In a clear sign of their intent for next season's Pro League, Al Nasr have prised away Iran's fitness trainer Mick McDermott as an assistant to Walter Zenga in charge of the players' fitness.
Nasr finished runners-up to Al Ain last season after a late season surge, but Zenga was keen on making changes to his support staff in a bid to go one step farther.
McDermott was a long-term fitness trainer at the club he will now challenge - Al Ain - working five seasons there under nine different coaches; one of them, for six months as it happens, was Zenga.
"I wasn't looking for a job but I was back here on a short break and happened to talk to Zenga, who said he was making changes to his staff," McDermott said.

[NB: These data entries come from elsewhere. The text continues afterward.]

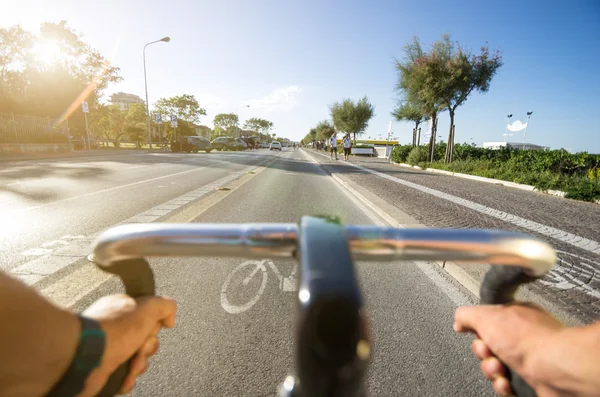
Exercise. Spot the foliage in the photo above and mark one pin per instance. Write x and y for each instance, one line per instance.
(185, 106)
(575, 174)
(408, 111)
(49, 73)
(259, 125)
(352, 117)
(226, 124)
(417, 155)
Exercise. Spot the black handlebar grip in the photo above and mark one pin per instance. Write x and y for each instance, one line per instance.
(499, 286)
(138, 279)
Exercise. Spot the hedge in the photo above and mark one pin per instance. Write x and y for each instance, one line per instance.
(578, 174)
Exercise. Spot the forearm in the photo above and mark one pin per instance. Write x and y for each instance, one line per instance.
(569, 362)
(37, 340)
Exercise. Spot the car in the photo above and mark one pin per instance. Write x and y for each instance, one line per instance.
(251, 142)
(243, 144)
(191, 144)
(226, 143)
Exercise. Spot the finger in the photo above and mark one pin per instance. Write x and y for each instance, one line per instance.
(158, 308)
(492, 368)
(502, 387)
(150, 347)
(480, 349)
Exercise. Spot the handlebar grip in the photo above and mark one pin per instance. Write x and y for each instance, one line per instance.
(138, 279)
(498, 287)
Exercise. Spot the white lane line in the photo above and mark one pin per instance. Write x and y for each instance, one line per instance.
(110, 189)
(381, 218)
(36, 270)
(558, 234)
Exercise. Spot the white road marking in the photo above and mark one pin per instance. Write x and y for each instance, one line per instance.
(286, 284)
(110, 189)
(561, 235)
(34, 271)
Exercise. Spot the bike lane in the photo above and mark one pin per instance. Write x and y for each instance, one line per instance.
(235, 328)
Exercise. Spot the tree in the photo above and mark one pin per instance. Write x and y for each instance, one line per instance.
(443, 79)
(50, 72)
(417, 72)
(261, 126)
(324, 129)
(463, 73)
(410, 112)
(185, 106)
(226, 123)
(352, 117)
(135, 119)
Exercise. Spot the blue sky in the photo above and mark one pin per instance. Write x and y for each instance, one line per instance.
(289, 59)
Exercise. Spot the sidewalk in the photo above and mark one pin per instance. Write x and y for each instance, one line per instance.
(78, 153)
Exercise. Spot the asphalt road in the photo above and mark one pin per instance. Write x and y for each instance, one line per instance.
(228, 349)
(43, 201)
(233, 338)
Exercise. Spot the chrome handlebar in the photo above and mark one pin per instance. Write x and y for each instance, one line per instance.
(329, 291)
(280, 240)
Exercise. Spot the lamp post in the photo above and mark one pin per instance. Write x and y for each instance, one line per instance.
(526, 125)
(166, 40)
(508, 116)
(236, 110)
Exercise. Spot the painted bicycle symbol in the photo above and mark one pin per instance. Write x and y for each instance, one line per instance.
(253, 273)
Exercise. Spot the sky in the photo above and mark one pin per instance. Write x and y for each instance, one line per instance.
(290, 59)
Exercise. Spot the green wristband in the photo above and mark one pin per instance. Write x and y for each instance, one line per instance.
(87, 357)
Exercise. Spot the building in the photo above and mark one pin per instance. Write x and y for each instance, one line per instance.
(124, 100)
(514, 145)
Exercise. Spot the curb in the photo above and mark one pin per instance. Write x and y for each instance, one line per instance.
(501, 182)
(97, 152)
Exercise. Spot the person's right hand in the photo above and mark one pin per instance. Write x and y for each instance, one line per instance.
(521, 336)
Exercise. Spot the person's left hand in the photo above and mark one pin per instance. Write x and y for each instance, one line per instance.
(131, 327)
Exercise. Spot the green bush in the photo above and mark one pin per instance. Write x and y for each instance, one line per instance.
(417, 155)
(400, 153)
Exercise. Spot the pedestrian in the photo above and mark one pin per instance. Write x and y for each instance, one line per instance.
(347, 147)
(333, 146)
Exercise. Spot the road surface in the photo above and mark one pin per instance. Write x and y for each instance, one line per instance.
(235, 338)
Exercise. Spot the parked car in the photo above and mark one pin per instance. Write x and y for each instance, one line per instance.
(243, 143)
(191, 144)
(251, 142)
(226, 143)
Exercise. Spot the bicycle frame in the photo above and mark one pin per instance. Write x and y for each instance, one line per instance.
(332, 337)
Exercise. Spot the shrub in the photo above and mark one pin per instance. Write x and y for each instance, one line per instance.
(417, 155)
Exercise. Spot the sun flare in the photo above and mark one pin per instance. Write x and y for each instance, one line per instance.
(47, 52)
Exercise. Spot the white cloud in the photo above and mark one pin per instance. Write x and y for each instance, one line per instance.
(209, 100)
(278, 99)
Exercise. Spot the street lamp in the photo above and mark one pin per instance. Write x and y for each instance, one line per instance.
(236, 110)
(526, 125)
(508, 116)
(166, 40)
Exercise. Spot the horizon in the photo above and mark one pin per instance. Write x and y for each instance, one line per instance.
(290, 61)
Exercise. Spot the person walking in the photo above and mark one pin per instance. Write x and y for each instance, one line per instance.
(347, 147)
(333, 145)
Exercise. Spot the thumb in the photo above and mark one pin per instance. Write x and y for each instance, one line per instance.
(157, 309)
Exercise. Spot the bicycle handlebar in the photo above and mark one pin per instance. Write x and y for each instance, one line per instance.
(333, 343)
(280, 240)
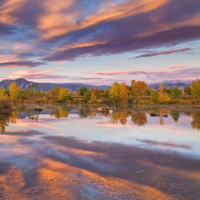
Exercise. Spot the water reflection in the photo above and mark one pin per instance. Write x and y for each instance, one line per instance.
(76, 152)
(196, 120)
(139, 117)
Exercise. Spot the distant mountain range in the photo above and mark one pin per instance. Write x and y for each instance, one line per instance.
(24, 84)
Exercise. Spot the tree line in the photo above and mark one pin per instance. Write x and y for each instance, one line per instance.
(136, 92)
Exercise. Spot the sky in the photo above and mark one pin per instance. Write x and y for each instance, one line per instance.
(100, 41)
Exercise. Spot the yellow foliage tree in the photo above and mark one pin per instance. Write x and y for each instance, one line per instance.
(14, 91)
(139, 88)
(2, 92)
(163, 97)
(195, 87)
(123, 93)
(114, 92)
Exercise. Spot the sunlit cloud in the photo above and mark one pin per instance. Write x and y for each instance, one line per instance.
(163, 53)
(176, 66)
(36, 33)
(35, 74)
(27, 64)
(180, 74)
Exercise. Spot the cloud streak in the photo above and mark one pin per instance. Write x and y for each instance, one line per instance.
(60, 30)
(27, 64)
(163, 53)
(180, 74)
(35, 74)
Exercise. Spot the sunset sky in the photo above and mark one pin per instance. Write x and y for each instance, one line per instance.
(100, 41)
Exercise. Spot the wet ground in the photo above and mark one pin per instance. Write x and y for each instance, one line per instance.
(63, 152)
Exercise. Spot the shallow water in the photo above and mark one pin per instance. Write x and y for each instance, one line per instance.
(60, 152)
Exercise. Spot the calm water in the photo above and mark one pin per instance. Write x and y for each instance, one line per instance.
(60, 152)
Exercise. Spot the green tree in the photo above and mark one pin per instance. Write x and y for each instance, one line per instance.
(114, 92)
(123, 93)
(154, 97)
(187, 90)
(14, 91)
(195, 88)
(2, 92)
(82, 91)
(139, 88)
(163, 97)
(175, 115)
(63, 95)
(175, 93)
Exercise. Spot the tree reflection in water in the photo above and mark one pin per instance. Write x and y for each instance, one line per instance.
(139, 118)
(175, 115)
(196, 120)
(61, 112)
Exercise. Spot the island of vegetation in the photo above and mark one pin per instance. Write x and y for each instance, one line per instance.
(136, 93)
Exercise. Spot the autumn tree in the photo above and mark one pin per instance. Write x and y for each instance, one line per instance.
(123, 92)
(2, 92)
(154, 97)
(114, 92)
(82, 91)
(93, 95)
(195, 88)
(55, 92)
(14, 91)
(139, 118)
(187, 90)
(63, 95)
(175, 93)
(163, 97)
(139, 88)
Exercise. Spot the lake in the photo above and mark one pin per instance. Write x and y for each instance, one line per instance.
(74, 152)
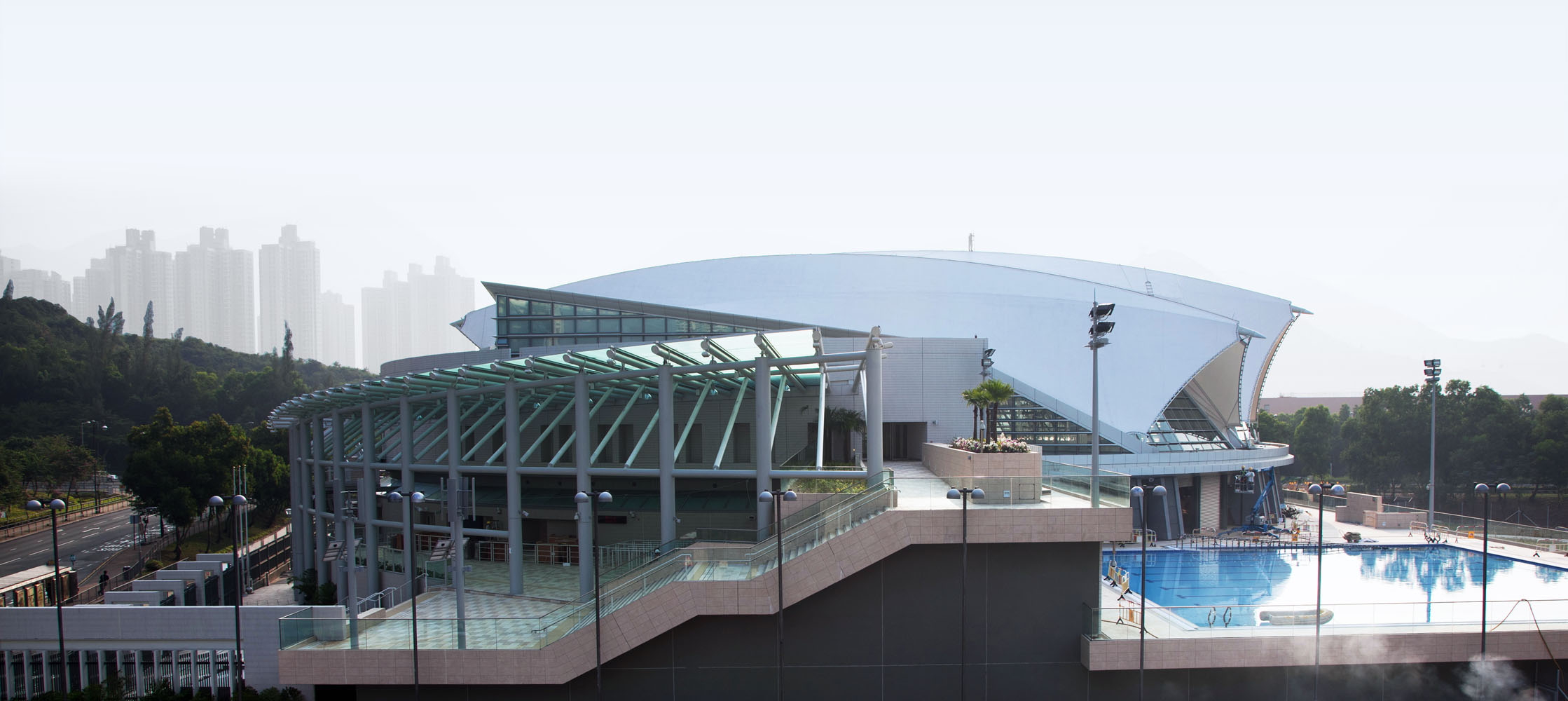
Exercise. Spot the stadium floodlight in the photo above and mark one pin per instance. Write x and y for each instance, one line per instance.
(1096, 339)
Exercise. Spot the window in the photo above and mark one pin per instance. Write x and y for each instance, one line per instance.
(695, 446)
(741, 438)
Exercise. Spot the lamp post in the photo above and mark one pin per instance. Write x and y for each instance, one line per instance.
(1096, 339)
(1143, 571)
(413, 570)
(775, 496)
(55, 505)
(97, 501)
(1433, 372)
(598, 639)
(1485, 546)
(239, 590)
(1318, 612)
(963, 494)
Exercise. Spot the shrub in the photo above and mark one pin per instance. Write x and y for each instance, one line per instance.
(1003, 444)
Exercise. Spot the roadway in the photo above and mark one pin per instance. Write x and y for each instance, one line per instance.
(90, 538)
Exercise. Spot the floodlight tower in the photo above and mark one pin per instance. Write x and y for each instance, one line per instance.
(1433, 372)
(1098, 328)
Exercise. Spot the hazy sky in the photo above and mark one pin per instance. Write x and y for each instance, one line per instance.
(1401, 168)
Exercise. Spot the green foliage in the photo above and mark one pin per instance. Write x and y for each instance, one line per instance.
(174, 468)
(1387, 444)
(58, 372)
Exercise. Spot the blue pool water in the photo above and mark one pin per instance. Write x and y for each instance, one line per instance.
(1366, 584)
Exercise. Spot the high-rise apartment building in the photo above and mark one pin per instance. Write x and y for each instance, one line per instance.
(291, 292)
(413, 318)
(132, 275)
(338, 329)
(40, 285)
(215, 297)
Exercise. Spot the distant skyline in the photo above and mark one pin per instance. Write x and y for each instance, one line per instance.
(1404, 177)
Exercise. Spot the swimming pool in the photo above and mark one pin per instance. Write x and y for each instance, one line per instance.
(1361, 584)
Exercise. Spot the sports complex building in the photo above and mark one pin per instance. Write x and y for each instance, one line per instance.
(598, 484)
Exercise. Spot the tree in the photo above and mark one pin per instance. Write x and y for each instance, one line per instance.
(174, 468)
(1270, 428)
(996, 393)
(1550, 442)
(844, 422)
(977, 400)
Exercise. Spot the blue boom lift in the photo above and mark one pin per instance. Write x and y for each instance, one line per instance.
(1266, 510)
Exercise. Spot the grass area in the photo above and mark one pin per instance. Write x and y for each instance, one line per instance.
(18, 513)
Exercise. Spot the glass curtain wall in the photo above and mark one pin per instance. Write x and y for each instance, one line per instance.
(525, 323)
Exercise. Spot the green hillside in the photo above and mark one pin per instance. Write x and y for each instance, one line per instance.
(58, 372)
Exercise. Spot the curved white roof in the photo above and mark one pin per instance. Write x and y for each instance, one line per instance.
(1032, 308)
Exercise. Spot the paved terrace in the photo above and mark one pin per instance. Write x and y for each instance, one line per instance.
(1175, 644)
(513, 651)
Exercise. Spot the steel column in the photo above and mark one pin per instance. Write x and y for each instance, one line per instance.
(513, 493)
(585, 513)
(762, 432)
(367, 499)
(667, 455)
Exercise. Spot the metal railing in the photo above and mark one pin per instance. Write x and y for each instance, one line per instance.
(663, 566)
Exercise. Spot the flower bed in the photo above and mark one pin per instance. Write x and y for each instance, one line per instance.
(1003, 444)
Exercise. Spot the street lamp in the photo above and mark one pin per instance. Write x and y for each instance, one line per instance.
(963, 496)
(239, 590)
(1485, 546)
(413, 570)
(55, 505)
(1433, 372)
(598, 639)
(1318, 613)
(773, 496)
(1098, 328)
(1143, 571)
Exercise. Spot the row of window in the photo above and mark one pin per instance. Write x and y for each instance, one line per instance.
(1026, 421)
(617, 325)
(623, 442)
(1183, 427)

"One thing led to another and I had a discussion, and for several reasons decided to come back."
One reason was that his family was still based in Al Ain after he joined Iran in March 2011. The travel back and forth and time spent away from family, he said, was one of the major considerations when he made the decision. But that was not the only one.
"Obviously in football terms it's not as good a level as international football but it has its upsides," he said. "To be working day to day with players, the chance to be working with Walter with whom I worked with at Al Ain in 2006 were big factors too."
The prospect of working with Zenga was a particularly attractive one. The Italian has worked wonders at Nasr since being appointed in December 2010, when they were fighting relegation.
The club, which had not finished in the top three even once since 2000, finished third in Zenga's first season and now, last season, second. "He was at Al Ain for about six months and I thought he did well with the team we had at the time," said McDermott.
"He did well, he was organised and he improved the team but they were struggling.
"He is very serious, very competitive, very disciplined and demanding of the players."
There was still regret, however, at leaving what is one of the most intriguing jobs in world football, particularly as Iran represented a possible opportunity for McDermott to go to the World Cup.
"I was there for 15 months and football-wise, it was great," he said. "The players are good players, fantastic to work with, very receptive. They were all good guys and I had no problems with any player.
"Living in Tehran, it can be difficult sometimes but overall, it was a great experience.
"I'm disappointed at leaving the staff, Carlos Queiroz [Iran's coach] and the other guys, and I'm also disappointed about leaving the chance to go to the World Cup."
There was sympathy as well for members of the national side, as they struggle to separate themselves from the political perceptions of Iran.
"I feel bad for the players because they are good guys, but because they are Iran and how the world looks at them, it's hard to arrange friendly games with them because no one wants to play Iran. It's hard to get opponents to come down there.
"I understand there are bigger political things at play, but it is unfortunate the players suffer for it."